Symmetric Systems

Polynomial P(x,y) is called symmetric if interchanging of x and y doesn't change polynomial, i.e. P(x,y)=P(y,x).

For example, polynomial `P_1(x,y)=x^3+3xy+y^3` is symmetric because `P_1(y,x)=y^3+3yx+x^3=x^3+3xy+y^3=P_1(x,y)`, and `P_2(x,y)=x^2+y` is not because `P_2(y,x)=y^2+x !=P_2(x,y)`.

System of equations is called symmetric if both of its equations are symmetric.

Symmetric system can be solved by introducing new variables - standard symmetric polynomials, i.e. `x+y` and `xy`.

Example. Solve System of equations `{(x^3+x^3y^3+y^3=17),(x+xy+y=5):}`.

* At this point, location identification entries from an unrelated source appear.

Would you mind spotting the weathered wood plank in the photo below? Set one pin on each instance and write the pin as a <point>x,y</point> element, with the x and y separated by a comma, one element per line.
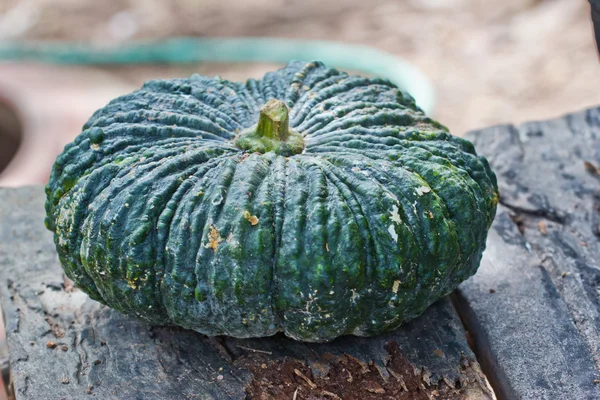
<point>102,352</point>
<point>538,335</point>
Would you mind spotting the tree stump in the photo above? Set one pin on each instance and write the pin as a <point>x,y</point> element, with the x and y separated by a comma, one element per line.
<point>532,310</point>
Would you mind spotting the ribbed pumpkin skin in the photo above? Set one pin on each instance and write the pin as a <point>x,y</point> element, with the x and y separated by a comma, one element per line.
<point>383,213</point>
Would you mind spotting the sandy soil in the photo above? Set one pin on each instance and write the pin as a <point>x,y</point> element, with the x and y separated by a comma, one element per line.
<point>490,62</point>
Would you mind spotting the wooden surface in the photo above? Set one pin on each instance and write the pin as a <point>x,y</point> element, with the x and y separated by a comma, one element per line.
<point>64,344</point>
<point>532,310</point>
<point>538,335</point>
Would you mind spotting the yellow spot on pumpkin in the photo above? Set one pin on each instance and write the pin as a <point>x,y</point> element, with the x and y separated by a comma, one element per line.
<point>253,219</point>
<point>395,216</point>
<point>214,238</point>
<point>422,190</point>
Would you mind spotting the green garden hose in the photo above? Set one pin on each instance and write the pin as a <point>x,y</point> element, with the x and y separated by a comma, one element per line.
<point>233,50</point>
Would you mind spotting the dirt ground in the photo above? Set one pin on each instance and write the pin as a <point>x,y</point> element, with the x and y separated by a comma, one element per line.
<point>490,62</point>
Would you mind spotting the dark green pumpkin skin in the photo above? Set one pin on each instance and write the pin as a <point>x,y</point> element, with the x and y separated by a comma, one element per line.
<point>159,215</point>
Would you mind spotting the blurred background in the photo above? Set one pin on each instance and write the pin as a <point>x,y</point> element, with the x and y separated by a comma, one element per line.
<point>488,62</point>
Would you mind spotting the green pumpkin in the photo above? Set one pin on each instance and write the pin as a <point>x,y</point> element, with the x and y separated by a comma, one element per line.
<point>309,202</point>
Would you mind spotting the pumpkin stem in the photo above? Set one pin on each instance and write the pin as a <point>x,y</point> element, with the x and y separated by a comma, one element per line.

This is symmetric system. Let `u=x+y,\ v=xy`. Since `x^3+y^3=(x+y)(x^2-xy+y^2)=(x+y)((x+y)^2-3xy)=u(u^2-3v)=`

`=u^3-3uv` then given system can be rewritten as `{(u^3-3uv+v^3=17),(u+v=5):}`.

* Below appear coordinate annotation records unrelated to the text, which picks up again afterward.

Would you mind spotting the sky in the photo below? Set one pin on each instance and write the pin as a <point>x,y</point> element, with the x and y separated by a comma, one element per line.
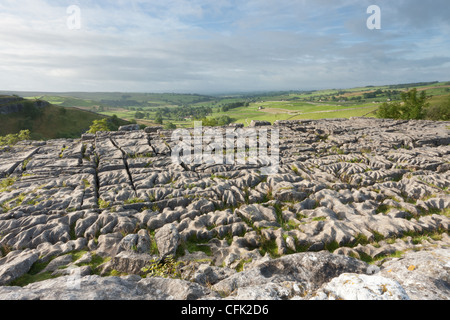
<point>219,46</point>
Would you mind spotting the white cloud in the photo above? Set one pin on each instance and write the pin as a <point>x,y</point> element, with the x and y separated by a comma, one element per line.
<point>204,46</point>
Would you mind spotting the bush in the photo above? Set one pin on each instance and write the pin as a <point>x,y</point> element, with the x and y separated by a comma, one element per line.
<point>439,112</point>
<point>170,126</point>
<point>12,139</point>
<point>106,124</point>
<point>99,125</point>
<point>412,107</point>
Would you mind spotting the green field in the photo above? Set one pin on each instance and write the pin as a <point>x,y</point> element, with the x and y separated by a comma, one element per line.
<point>271,106</point>
<point>53,122</point>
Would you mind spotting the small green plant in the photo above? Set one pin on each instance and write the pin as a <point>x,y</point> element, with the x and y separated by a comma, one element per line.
<point>12,139</point>
<point>165,268</point>
<point>133,200</point>
<point>6,183</point>
<point>87,184</point>
<point>103,204</point>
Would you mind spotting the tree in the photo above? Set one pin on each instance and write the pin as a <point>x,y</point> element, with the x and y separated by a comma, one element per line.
<point>412,107</point>
<point>139,115</point>
<point>439,112</point>
<point>158,119</point>
<point>12,139</point>
<point>99,125</point>
<point>170,126</point>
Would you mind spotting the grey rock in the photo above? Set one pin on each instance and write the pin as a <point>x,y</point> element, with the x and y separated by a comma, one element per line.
<point>349,286</point>
<point>129,262</point>
<point>423,274</point>
<point>167,239</point>
<point>16,264</point>
<point>94,287</point>
<point>310,270</point>
<point>58,262</point>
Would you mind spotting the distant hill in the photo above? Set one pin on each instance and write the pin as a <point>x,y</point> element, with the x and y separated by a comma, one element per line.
<point>44,120</point>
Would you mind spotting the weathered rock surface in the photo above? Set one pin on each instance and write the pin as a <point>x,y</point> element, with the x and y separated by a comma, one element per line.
<point>360,188</point>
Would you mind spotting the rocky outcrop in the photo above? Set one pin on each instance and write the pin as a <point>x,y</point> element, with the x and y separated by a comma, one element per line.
<point>366,190</point>
<point>12,104</point>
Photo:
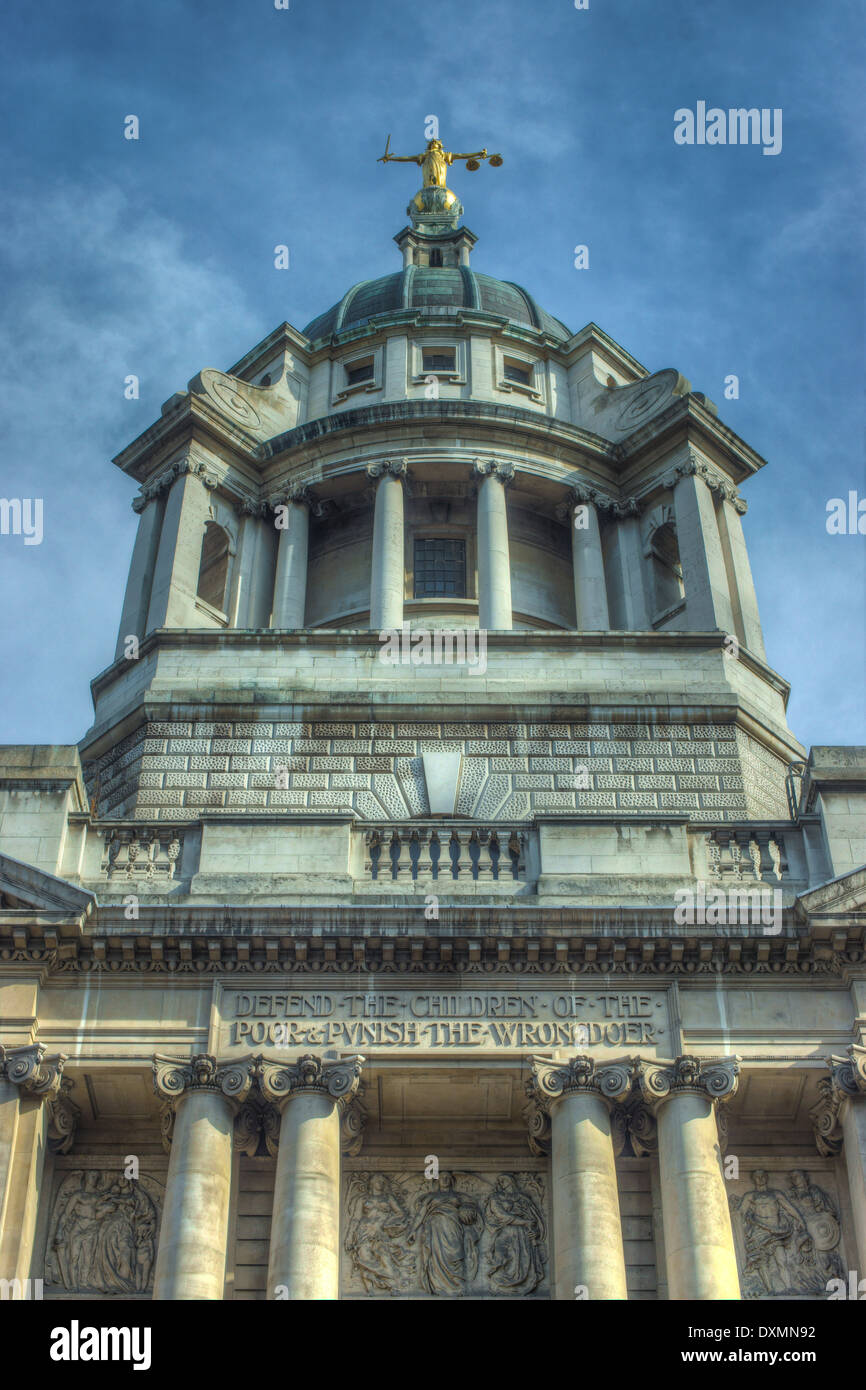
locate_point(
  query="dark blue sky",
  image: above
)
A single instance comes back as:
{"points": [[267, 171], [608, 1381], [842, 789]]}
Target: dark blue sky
{"points": [[262, 127]]}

This system can be easily solved by substitution method (expressing u from second equation and plugging in first). Solutions of this system are (3;2) and (2;3).

When we return to old variables, we will obtain set of systems: `{(x+y=3),(xy=2):},{(x+y=2),(xy=3):}`.

These systems again can be solved using substitution method. First system has two solutions: (1;2) and (2;1), second system doesn't have solutions.

So, (1;2) and (2;1) are solutions of the initial system.